The provisioning models people have developed reflect those operational realities rather than a progression of experience, but there are some learning opportunities associated with moving among them or combining them.

To understand more about decentralization and why these approaches exist, see Decentralization.

Current provisioning models

44Net Connect

Provision 44Net to a single device or small network using a tunnel. This model works from typical home networks, cloud hosts, mobile environments, and other locations where direct routing infrastructure is not available.

IPIP Mesh

Participate in a shared community routing environment. Independently operated stations link with one another through a mesh of tunnels, and traffic to or from the wider Internet typically transits shared gateways (such as at UCSD). This model is common in long‑running regional and club networks.

BGP-announced subnet

Integrate 44Net directly into independently operated routing infrastructure. Operators announce their allocated prefixes using BGP and maintain their own routing policy and operational practices. This model is suited to research networks, IX -connected operators, multi-homing, community backbones, and other autonomous environments.

Comparing the approaches

Model Typical environment How routing reaches you Operational responsibility
44Net Connect Single host or small network without direct routing infrastructure Tunnel between your device and a point of presence Managing the tunnel and the provisioned subnet
IPIP Mesh Regional or community network with shared routing Shared mesh gateways (such as UCSD) Operating a mesh node and participating in shared routing
BGP-announced subnet Independently routed infrastructure Global routing via BGP Operating routers, BGP edge, and routing policy

How to choose

If you want to provision 44Net to a single device or a small LAN without operating routing infrastructure, start with 44Net Connect.

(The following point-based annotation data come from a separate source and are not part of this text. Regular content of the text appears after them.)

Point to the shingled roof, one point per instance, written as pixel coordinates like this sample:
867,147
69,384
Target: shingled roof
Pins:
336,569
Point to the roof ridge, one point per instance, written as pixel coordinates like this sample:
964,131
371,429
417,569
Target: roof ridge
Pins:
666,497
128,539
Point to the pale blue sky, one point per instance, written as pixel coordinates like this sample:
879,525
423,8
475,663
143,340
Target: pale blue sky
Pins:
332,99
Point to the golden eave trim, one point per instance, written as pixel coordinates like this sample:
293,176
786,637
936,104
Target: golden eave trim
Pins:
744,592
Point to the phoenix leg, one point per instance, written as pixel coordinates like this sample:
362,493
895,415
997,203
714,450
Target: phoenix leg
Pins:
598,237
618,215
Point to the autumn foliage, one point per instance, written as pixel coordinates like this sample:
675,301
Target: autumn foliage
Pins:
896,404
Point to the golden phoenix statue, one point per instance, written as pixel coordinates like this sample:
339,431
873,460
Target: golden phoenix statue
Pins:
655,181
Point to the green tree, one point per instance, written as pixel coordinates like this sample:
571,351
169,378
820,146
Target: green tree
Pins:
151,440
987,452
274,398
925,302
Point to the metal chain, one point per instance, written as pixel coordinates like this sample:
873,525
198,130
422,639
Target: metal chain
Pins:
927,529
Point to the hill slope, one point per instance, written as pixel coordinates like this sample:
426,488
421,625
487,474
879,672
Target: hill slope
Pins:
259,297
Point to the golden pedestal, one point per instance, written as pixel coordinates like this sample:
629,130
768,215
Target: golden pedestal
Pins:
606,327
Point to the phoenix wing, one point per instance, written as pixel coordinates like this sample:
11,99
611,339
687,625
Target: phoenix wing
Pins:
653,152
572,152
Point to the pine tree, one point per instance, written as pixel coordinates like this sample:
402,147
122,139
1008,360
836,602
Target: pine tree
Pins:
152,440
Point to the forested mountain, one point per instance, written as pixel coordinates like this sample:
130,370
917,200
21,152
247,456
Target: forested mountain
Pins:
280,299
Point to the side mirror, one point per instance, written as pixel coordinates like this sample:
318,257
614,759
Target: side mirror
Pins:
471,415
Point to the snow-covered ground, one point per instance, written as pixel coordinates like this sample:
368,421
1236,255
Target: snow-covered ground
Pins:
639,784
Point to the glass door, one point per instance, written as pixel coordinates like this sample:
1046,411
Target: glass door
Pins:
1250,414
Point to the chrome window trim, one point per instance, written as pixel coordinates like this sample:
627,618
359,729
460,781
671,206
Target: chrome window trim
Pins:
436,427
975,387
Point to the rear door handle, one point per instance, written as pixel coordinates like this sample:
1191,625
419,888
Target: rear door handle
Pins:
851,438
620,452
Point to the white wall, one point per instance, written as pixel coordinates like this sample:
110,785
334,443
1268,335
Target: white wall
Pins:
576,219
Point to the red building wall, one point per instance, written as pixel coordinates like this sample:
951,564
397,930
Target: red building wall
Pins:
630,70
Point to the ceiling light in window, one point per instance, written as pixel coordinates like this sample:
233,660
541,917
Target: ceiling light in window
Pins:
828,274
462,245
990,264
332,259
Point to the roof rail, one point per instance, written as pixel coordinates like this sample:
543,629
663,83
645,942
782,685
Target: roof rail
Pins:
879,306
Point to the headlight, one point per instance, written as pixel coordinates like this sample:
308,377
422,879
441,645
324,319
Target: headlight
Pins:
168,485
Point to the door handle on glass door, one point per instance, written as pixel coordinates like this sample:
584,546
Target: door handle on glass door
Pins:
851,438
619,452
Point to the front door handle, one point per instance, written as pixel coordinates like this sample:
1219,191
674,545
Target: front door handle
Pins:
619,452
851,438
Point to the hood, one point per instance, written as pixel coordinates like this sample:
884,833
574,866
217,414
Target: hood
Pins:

If you are participating in a regional or club network that exchanges routes cooperatively, or if you are working with a Regional Coordinator, consider IPIP Mesh.

If you already operate routed infrastructure and want your 44Net prefixes announced as part of your existing routing environment, use a BGP-announced subnet.

Under the hood

All provisioning models place your systems into the same shared 44Net address space. The differences are operational: how routes reach your network, where gateways exist, and who is responsible for routing decisions. These distinctions reflect the decentralized structure of 44Net rather than separate networks.